Jim: This will help separate it now, even more.
Emily: All right.
Jim: Now we're gonna slide the shovels into the crack that we made, so take your shovel.
Emily: Got it. Like, right in here?
Jim: Right in there. Ready? Count it up: up, down.
Emily: Up, down, up, down, up, down, up, down, up--
Jim: Okay, now stop. Put your shovel in deeper. Okay, count it up.
Emily: Okay. Up, down, up, down, up--
Jim: Now you see the crack at the end?
Emily: Yeah.
Jim: We've broken free, so now we can actually lift it up--
Emily: Wow.
Jim: --and see if there's any fossils in there.
Emily: Oh, nice! Okay. So take this?
Jim: So, you do it by yourself. I'm gonna be on the other side--
Emily: What? Okay.
Jim: --and we're going to lift it up and point it to the sun so we can see the fossils.
Emily: All right.
Jim: So, lift.
Emily: Well, there's some trace thing.
Jim: Mm-hmm.
Emily: What is that?
Jim: That's a branch, actually.
Emily: Oh, all right.
Jim: So we have plant matter in here. That's a part and counter-part of that.
Jim: All right, so we just removed the plate and cleaned up around it. So we have a nice, fresh surface here, and now we're gonna move to the left. The whole goal of all this is to remove all the rock from around this plate. And you see these mystery feet here?
Emily: (laughter) Yes, it's hard to ignore the mystery feet.
Jim: Those are very important mystery feet.

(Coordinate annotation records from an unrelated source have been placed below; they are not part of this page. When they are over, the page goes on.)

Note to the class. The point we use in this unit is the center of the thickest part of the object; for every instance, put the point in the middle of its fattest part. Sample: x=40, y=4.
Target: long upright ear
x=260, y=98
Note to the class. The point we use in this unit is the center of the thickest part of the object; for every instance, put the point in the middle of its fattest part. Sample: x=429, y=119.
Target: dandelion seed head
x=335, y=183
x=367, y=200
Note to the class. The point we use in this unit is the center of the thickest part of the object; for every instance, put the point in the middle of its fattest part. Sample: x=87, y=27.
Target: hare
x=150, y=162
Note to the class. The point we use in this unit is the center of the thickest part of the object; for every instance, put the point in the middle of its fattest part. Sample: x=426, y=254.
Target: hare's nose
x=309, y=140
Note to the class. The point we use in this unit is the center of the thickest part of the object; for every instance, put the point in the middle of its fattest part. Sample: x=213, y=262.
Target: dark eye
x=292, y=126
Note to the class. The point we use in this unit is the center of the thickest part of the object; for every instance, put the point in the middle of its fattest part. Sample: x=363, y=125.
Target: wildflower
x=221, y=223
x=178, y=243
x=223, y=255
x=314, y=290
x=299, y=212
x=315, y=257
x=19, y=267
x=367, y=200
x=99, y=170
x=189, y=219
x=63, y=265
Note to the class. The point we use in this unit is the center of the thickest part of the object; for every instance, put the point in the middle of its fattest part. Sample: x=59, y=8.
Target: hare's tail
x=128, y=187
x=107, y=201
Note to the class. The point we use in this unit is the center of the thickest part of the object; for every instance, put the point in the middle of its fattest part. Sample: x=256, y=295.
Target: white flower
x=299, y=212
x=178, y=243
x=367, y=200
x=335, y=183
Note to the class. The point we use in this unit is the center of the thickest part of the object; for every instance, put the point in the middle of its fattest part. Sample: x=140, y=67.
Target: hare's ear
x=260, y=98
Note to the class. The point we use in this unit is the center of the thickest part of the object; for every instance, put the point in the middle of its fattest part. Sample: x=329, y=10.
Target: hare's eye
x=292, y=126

So, as we're removing material around this plate that contains fish, if we remove a layer that's underneath that plate, it'll pull the plate up and break the fish.
Emily: Oh, okay.
Jim: So he's there to hold it down.
Emily: All right.
Jim: So keep your foot down.
Emily: Yeah, don't move.
Jim: Good. So, there's one last piece to get around this fish. Go parallel with the crack.
Emily: So, here? Or this way.
Jim: These cracks.
Emily: These cracks!
Jim: Yeah. Just like that.
Emily: Okay.
Jim: So now, tapping in.
Emily: Woah. All right.
Jim: (laughter) Wow, that was easy.
Emily: Well, and then I just lift it up?
Jim: Just lift it up.
Emily: That was uncommonly easy.
Jim: That was uncommonly easy.
Jim: So we worked all the rock away from around this plate, so your job now is to go underneath the plate to remove the fossils.
Emily: And just right here?
Jim: Right there for now, but you're always watching for a crack. Hit it one more time. Oh, you're there.
Emily: That?
Jim: You see how it's moving? The whole thing is moving.
Emily: Yeah.
Jim: It's free.
Emily: It's free?
Jim: It's free.
Emily: It's already done?
Jim: So all you need to do is grab one end at a time and just lift it up.
Emily: Let's see. Oh man, pressure's on.
Jim: Pressure is on.
Emily: And, here. That's it.
Jim: Hold it up to the sunlight so we can see them really well.
Emily: Oh you can see them, yeah.
Jim: Mm-Hmm.
Emily: There's one here, and there's one right here. There they are. What kind of fish are they?
Jim: Those are both Knightia, so those are the most common types of fish that we find out here. And so now we're gonna put it into the Field Museum pile and take it back for our collection.
Emily: Cool! We did it, there you go. Fishes.
Emily: Put it on the pile with all the other fishes. Set it right there. Yeah.